The Monster Squad will forever be linked to The Goonies, perhaps even dismissed by some as a Goonies ripoff. True, the films have their similarities; both center on young a pre-teen boy’s club, both with their fearless leader, their cocky sidekick, and a lovable, overweight comic relief. But The Goonies was a big, bold, star-fueled creation from the minds of Steven Spielberg and director Richard Donner. It was conceived and executed as a rousing childhood adventure, full of pitfalls and pirate ships best suited for a young boy’s innocent imagination.
Meanwhile, The Monster Squad had different aspirations: to scare the shit out of twelve-year olds.
Fred Dekker’s quintessential “kids” movie goes where no kids movies would dare to go these days, to a dark and sinister world of real fright and intense, threatening danger. It could have been light on its feet and played nice with it’s versions of Universal’s Horror Canon. It opted out. The Monster Squad goes full throat to the dark side, creating some of the best, most frightening versions of these iconic characters. At least they are more unsettling than to what any sort of kid’s movie should aspire. True, Frankenstein’s Monster is a lovable lug who befriends the children, as he should be; but The Mummy is grotesque, The Creature From the Black Lagoon shockingly realistic and reptilian, The Wolf Man a ferocious and sharp creation from Stan Winston Studio.
And then there’s the film’s badass Prince of Darkness, the best, most frightening rendering of Count Dracula in the last 30 years. And it isn’t even close.
Canadian actor Duncan Regher plays The Count with such verve and commitment, it seems almost criminal to have him filling the villain’s shoes in a kid’s flick. But that’s part of the allure of The Monster Squad, it’s dedication to the monsters themselves. Especially Regher’s Dracula. He is a physically imposing Dracula, not lurking in the shadows playing up his sex appeal, but tossing dynamite like a boss and racing around town in his black hearse with chrome skull hood ornament. The Count should be cold and threatening, no matter the situation, and here Regher delivers more than what should be expected.

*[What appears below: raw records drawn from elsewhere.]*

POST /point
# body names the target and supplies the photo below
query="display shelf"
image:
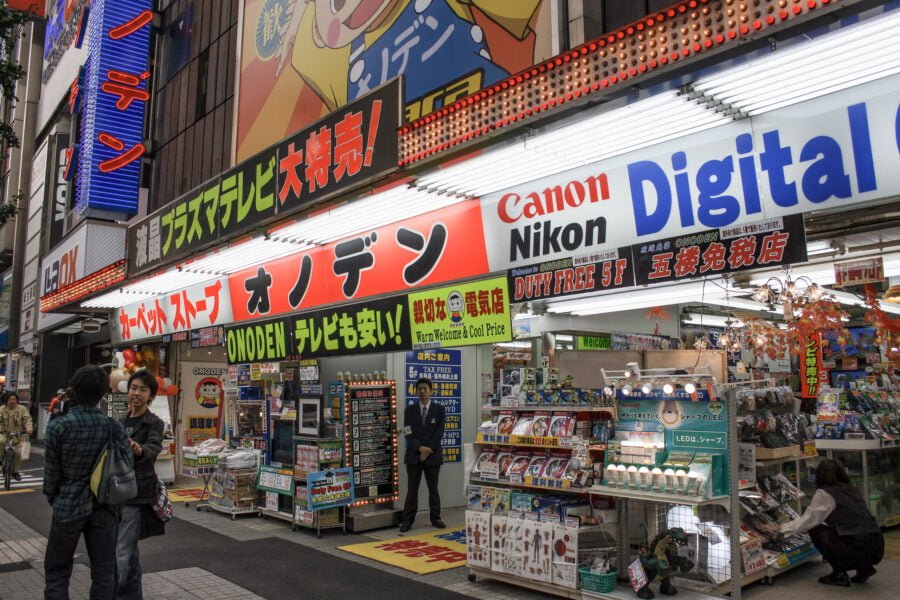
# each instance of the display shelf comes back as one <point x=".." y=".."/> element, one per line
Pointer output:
<point x="276" y="514"/>
<point x="849" y="445"/>
<point x="540" y="586"/>
<point x="614" y="492"/>
<point x="506" y="483"/>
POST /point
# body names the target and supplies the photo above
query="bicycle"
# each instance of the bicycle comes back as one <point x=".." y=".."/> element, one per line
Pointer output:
<point x="9" y="459"/>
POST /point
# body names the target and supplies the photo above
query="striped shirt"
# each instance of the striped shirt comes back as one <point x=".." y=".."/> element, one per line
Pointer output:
<point x="71" y="448"/>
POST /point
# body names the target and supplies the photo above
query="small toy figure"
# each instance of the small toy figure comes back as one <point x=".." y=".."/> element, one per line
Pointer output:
<point x="661" y="560"/>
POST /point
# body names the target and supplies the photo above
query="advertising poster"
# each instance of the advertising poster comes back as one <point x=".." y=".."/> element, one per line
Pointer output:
<point x="328" y="489"/>
<point x="344" y="151"/>
<point x="444" y="368"/>
<point x="202" y="394"/>
<point x="811" y="367"/>
<point x="462" y="315"/>
<point x="371" y="445"/>
<point x="302" y="59"/>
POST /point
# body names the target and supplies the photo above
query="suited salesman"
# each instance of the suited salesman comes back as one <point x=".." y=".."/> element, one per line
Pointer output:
<point x="424" y="430"/>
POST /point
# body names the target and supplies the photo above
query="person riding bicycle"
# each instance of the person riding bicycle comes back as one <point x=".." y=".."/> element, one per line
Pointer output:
<point x="14" y="418"/>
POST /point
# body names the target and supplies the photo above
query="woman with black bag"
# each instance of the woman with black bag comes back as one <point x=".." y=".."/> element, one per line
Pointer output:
<point x="841" y="527"/>
<point x="137" y="519"/>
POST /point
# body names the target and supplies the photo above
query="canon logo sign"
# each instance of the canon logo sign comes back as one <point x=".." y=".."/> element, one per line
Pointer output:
<point x="513" y="206"/>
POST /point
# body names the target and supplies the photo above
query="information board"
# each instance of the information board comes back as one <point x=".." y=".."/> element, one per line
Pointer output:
<point x="371" y="450"/>
<point x="444" y="369"/>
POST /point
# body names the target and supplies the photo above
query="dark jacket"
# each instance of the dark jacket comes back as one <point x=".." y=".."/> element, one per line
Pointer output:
<point x="148" y="434"/>
<point x="418" y="434"/>
<point x="850" y="516"/>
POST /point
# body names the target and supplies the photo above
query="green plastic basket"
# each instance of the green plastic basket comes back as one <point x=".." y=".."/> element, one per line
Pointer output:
<point x="597" y="582"/>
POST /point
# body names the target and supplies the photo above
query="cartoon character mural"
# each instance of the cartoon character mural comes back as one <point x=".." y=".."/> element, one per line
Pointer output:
<point x="304" y="58"/>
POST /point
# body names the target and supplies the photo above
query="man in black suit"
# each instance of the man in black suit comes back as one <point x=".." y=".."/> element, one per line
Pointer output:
<point x="424" y="430"/>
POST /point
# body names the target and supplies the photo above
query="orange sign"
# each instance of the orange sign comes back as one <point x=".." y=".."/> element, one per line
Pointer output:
<point x="301" y="59"/>
<point x="441" y="246"/>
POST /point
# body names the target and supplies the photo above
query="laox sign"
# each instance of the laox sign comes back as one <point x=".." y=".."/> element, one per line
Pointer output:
<point x="62" y="271"/>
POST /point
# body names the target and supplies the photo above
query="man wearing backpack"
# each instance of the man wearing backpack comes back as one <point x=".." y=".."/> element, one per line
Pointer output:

I can’t imagine a modern remake of The Monster Squad would have the film’s most iconic scene (outside of that classic “Wolf Man’s got nards” moment). I mean honestly, what 2015 studio version of this film would have Dracula approach a 6-year old girl, lift her off the ground by her chin, call her a bitch, and hiss out those razor teeth? It is the seminal moment in the film, near the end, underlit by that sickly green glow from the amulet, and the final confirmation that this kid’s movie isn’t going to give an inch. Regher’s Dracula is the baddest of the bad, a real threat to these pre-teens. He is the most crucial element in setting The Monster Squad apart from what it might have been.